Harvey Cedars Bible Conference
- Formerly: Harvey Cedars Presbyterian Bible Conference
- Industry: Christian retreats
- Founded: August 1, 1941; 84 years ago
- Founder: John W. Murray
- Headquarters: Harvey Cedars, New Jersey
- Key people: Jonathan Oldham (Executive Director)
- Website: hcbible.org

= Harvey Cedars Bible Conference =

Church-owned complex in New Jersey, United States

Harvey Cedars Bible Conference is a Christian retreat center in Harvey Cedars, New Jersey, providing conferences, retreats, and other events. The Bible Conference has a long history of biblically oriented ministries and vacations for families and people of all ages and ethnicities.

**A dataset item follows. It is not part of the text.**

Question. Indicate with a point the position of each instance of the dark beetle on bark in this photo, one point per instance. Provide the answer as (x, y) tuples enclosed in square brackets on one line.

Summers feature week-long family and teen conferences. The rest of the year is filled with retreats for different organizations, including at least one retreat which brings in hundreds from other countries.

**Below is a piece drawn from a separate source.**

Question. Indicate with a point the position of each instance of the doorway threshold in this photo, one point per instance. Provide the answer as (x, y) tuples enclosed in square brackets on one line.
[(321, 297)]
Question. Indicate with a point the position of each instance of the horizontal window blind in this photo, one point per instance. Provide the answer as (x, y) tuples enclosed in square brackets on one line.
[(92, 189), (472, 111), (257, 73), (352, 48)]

Lodging facilities include a Victorian hotel, a modern hotel, a motel, and other dormitory-style housing units. Other facilities include a dining hall, a dock and gazebo, a tennis court, an indoor heated swimming pool, an indoor hot tub, a gymnasium, volleyball courts, and a soccer field.

==History==
Harvey Cedars Bible Conference (called Harvey Cedars Bible Presbyterian Conference until 1949) has occupied the former, historic Harvey Cedars Hotel since August 3, 1941.

Presbyterian minister Jack Murray purchased and restored the old hotel, which was abandoned for six years, and converted it into Harvey Cedars Bible Presbyterian Conference. After ten years of directing the conference, Jack left the operations to Albert Oldham. It was run by the senior Oldham until 1995 when the director position was passed on to his son, Jon Oldham.

In 1949, the chapel was built on the property using stained glass windows purchased from the Engleside Hotel in Beach Haven. These windows were completely removed around 2003 after years of damage from the high winds. Many other additions and renovations took place in the following decades.

For more information on the building's history, see Harvey Cedars Hotel and Camp Whelen as they occupied the same hotel during different eras.

==Namesake==
A significant signpost in the history of the Bible Presbyterian Church was the publication and approval of what came to be known as the Harvey Cedars Resolutions. In 1945 the Eighth General Synod of the BPC convened at the denomination's conference center in Harvey Cedars, New Jersey. Thus the name applied to the resolutions. With its approval, the Bible Presbyterian Church codified much of what had already characterized the denomination, namely its stance on the twin issues of personal and ecclesial separation.